SQL> select customer_number, customer_name, postal_code
2 from customer_list_dp_xt
3 order by customer_number;
customer_number CUSTOMER_NAME POSTA
--------------- -------------------------------------------------- -----
1 AAAAA Plumbing 01372
13 Andi's Doughnuts 54570
28 Sparkly Laundry 78907
51 DIY Supplies 61614
87 Fast Frames 22201
89 Friendly Pharmacy 89901
105 Le Bistrot du Chat Noir 94114
121 Pleasant Pets 33893
130 Bailey the Bookmonger 99915
210 The Electric Eel Diner 07101
222 Everyt'ing General Store 80118
231 Big Rocket Market 01754
12 rows selected.
SQL>
The WHERE
clause can limit the rows read to a subpartition. The following query should only read the first subpartition of the first partition.
SQL> select customer_number, customer_name, postal_code
2 from customer_list_dp_xt
3 where customer_number < 20 and postal_code_NUM < 39998
4 order by customer_number;
customer_number CUSTOMER_NAME POSTA
--------------- -------------------------------------------------- -----
1 AAAAA Plumbing 01372
1 row selected.
SQL>
You could also specify a specific subpartition in the query, as follows:
SQL> select customer_number, customer_name, postal_code
2 from customer_list_dp_xt subpartition (p2_sp2) order by customer_number;
customer_number CUSTOMER_NAME POSTA
--------------- -------------------------------------------------- -----
105 Le Bistrot du Chat Noir 94114
130 Bailey the Bookmonger 99915
2 rows selected.
SQL>
Parent topic: External Tables Examples
18.4 Using the ORACLE_HDFS Access Driver to Create Partitioned External Tables
The example provided in this section shows how to create a partitioned external table using the ORACLE_HDFS
access driver.
Example 18-4 Using the ORACLE_HDFS Access Driver to Create Partitioned External Tables
In this example there are four data files stored in HDFS directory path "hdfs_pet/"
.
p1a.dat
1, AAAAA Plumbing,01372,
28, Sparkly Laundry,07101,
13, Andi'''s Doughnuts,01372,
p1b.dat
51, DIY Supplies,07101,
87, Fast Frames,01754,
89, Friendly Pharmacy,01372,
p2.dat
121, Pleasant Pets,01754,
130, Bailey the Bookmonger,01754,
105, Le Bistrot du Chat Noir,01754,
p3.dat
210, The Electric Eel Diner,07101,
222, Everyt'ing General Store,01372,
231, Big Rocket Market,01754,
For the purposes of this example, the data files are written to the HDFS directory using the following:
hadoop dfs -mkdir hdfs_pet
hadoop dfs -put p1a.dat hdfs_pet/p1a.dat
hadoop dfs -put p1b.dat hdfs_pet/p1b.dat
hadoop dfs -put p2.dat hdfs_pet/p2.dat
hadoop dfs -put p3.dat hdfs_pet/p3.dat
The following is the CREATE TABLE
command to create the partitioned external table:
create table customer_list_hdfs
(CUSTOMER_NUMBER number, CUSTOMER_NAME VARCHAR2(50), POSTAL_CODE CHAR(5))
organization external
(type oracle_hdfs
default directory def_dir1
access parameters
(com.oracle.bigdata.cluster = hadoop_cl_1
com.oracle.bigdata.rowformat = delimited fields terminated by ','))
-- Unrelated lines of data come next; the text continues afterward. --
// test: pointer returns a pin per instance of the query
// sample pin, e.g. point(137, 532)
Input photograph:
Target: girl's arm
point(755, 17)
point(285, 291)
partition by range(CUSTOMER_NUMBER)
(
partition p1 values less than (100) location('hdfs_pet/p1a.dat', 'hdfs_pet/p1b.dat'),
partition p2 values less than (200) location('hdfs_pet/p2.dat'),
partition p3 values less than (300) location('hdfs_pet/p3.dat')
);
The following query shows a SELECT
operation from the external table:
SQL> select * from customer_list_hdfs order by customer_number;
CUSTOMER_NUMBER CUSTOMER_NAME POSTA
--------------- -------------------------------------------------- -----
1 AAAAA Plumbing 01372
13 Andi's Doughnuts 01372
28 Sparkly Laundry 07101
51 DIY Supplies 07101
87 Fast Frames 01754
89 Friendly Pharmacy 01372
105 Le Bistrot du Chat Noir 01754
121 Pleasant Pets 01754
130 Bailey the Bookmonger 01754
210 The Electric Eel Diner 07101
222 Everyt'ing General Store 01372
231 Big Rocket Market 01754
12 rows selected.
SQL>
You can also execute queries with a WHERE
clause that excludes partitions that cannot match the conditions in the WHERE
clause from being read, as follows:
SQL> select customer_number, customer_name, postal_code
2 from customer_list_hdfs
3 where customer_number < 20
4 order by customer_number;
CUSTOMER_NUMBER CUSTOMER_NAME POSTA
--------------- -------------------------------------------------- -----
1 AAAAA Plumbing 01372
13 Andi's Doughnuts 01372
2 rows selected.
SQL>
You could also specify the partition you want to read as part of the FROM
clause, as shown in the following:
SQL> select customer_number, customer_name, postal_code
2 from customer_list_hdfs partition (p3)
3 order by customer_number;
CUSTOMER_NUMBER CUSTOMER_NAME POSTA
--------------- -------------------------------------------------- -----
210 The Electric Eel Diner 07101
222 Everyt'ing General Store 01372
231 Big Rocket Market 01754
3 rows selected.
SQL>
Parent topic: External Tables Examples
18.5 Using the ORACLE_HIVE Access Driver to Create Partitioned External Tables
To create a partitioned external table for an ORACLE_HIVE
table, you need a partitioned Hive external table.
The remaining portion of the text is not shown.